Quote:

You've got 1080i confused with 1080P and it will be a long time before anyone will have the bandwidth to tranmit in 1080P.



No, I was talking mainly about 720p vs 1080i:

720p is 1280 x 720 for 921k pixels per b&w image. At 60 images per second, that's a "dot" rate of 55.3 megapixels per second. Assuming 24-bit-per-pixel color, that's 55.3E06 * 24 or 1.327 gigapixels/sec.

HD providers are currently only transmitting 1080i frames using 1440 x 1080 resolution for 1.55 megapixels per b&w image. At 30 images per second (two interlaced fields @ 60/sec), that's a "dot" rate of 46.6 megapixels/sec. Using 24-bit color, that's 1.1 gigapixels/sec.
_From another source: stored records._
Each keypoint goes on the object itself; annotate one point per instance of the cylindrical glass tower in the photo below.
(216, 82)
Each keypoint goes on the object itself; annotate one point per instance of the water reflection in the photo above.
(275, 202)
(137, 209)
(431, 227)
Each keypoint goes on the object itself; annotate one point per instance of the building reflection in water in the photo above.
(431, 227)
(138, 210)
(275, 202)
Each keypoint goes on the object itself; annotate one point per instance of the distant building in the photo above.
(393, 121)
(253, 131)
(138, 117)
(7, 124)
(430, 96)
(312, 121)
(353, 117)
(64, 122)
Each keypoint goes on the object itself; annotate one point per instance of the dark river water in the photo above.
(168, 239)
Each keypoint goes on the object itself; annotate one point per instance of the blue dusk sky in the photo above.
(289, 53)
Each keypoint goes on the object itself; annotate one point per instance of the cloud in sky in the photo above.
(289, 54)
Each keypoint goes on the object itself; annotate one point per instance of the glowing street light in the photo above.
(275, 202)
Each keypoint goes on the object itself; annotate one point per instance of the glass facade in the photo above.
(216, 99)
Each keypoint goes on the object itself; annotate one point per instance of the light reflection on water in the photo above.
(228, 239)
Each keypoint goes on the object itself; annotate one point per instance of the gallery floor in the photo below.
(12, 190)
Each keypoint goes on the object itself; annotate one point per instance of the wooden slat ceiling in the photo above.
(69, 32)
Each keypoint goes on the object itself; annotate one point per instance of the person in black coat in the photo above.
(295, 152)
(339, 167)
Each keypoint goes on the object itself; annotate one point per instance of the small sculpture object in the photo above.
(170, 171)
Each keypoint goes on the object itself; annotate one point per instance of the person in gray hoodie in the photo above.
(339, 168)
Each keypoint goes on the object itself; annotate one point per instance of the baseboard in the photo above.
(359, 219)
The full 1080i implementation is 1920 x 1080, for 2.07 megapixels per image. At 30 images per second, that's a "dot" rate of , 62.2 megapixels per second. Using 24-bit color, that's 1.49 gigapixels/sec.

So 720p actually delivers more content per second to your screen with the current over-the-air and satellite implementations. However for still or slow changing scenes, 1080i will show more spatial resolution.

There actually is no 1080p transmission standard -- the two highest ATSC modes are 720p and 1080i. However modern displays can buffer the two interlaced fields of the 1080i format, rendering them as a single frame. But the display capability doesn't change the transmission data rate unique to each format, which ultimately determines the visual quality of what you see.